Email deliverability testing explained

Spam filtering is a vital part of the email delivery pipeline. Still, having your carefully crafted customer email end up in the spam folder is a real bummer.

Spam filtering is a vital part of the email delivery pipeline. Still, having your carefully crafted customer email end up in the spam folder is a real bummer. Read on to learn all about email deliverability tests, and how to make sure that your transactional emails end up where you want them: in your recipient’s inbox.

What is email deliverability testing?

You know that slightly embarrassing feeling when you have to ask your recipients if they’ve “checked their spam folder” upon your learning that they haven’t received any of your email notifications? That’s the kind of situation we can avoid by checking our email deliverability.

Note that deliverability isn’t the same as the delivery rate. The latter describes the ratio of emails that were accepted by your addressees’ email servers and didn’t bounce.
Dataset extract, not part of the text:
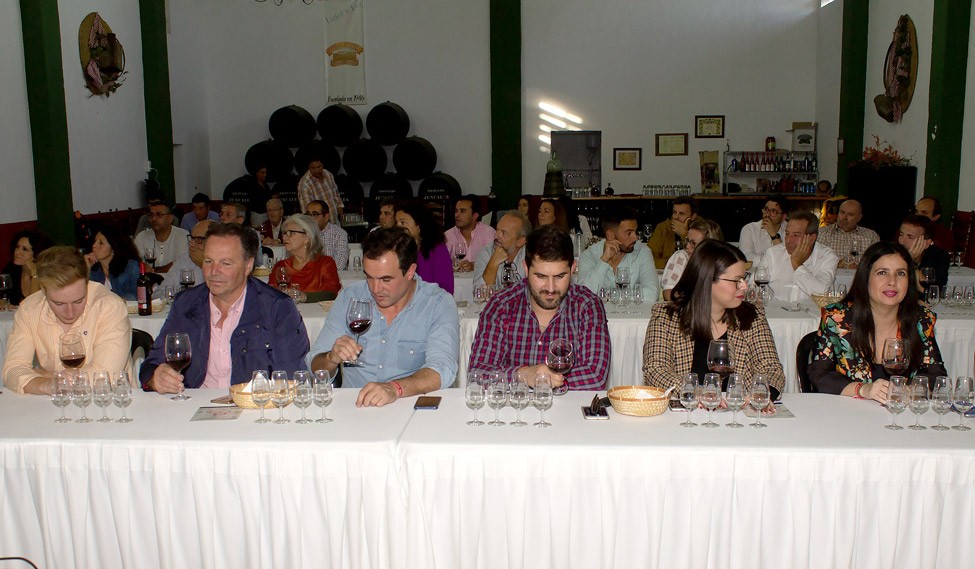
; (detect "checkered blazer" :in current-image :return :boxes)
[643,303,785,393]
Deliverability (otherwise known as inbox rate) determines whether a message is likely to be classified as a legitimate email, rather than being relegated to the spam folder. Therefore, when we perform a deliverability test, we’re able to verify that our emails will reach the inbox as intended. To understand how we can improve our own deliverability rates, let’s look at the inner workings of a spam filter.

How do spam filters work?

Email ‘spam’ got its name from a Monty Python sketch of the same name, in which every meal is accompanied by an increasingly generous serving of spam. Like the tinned meat in the sketch, you can’t escape unwanted commercial emails. Estimates of the global annual spam rate vary, but it’s reported to be somewhere between 45 and 73 percent. That’s roughly half of all emails sent worldwide, or more.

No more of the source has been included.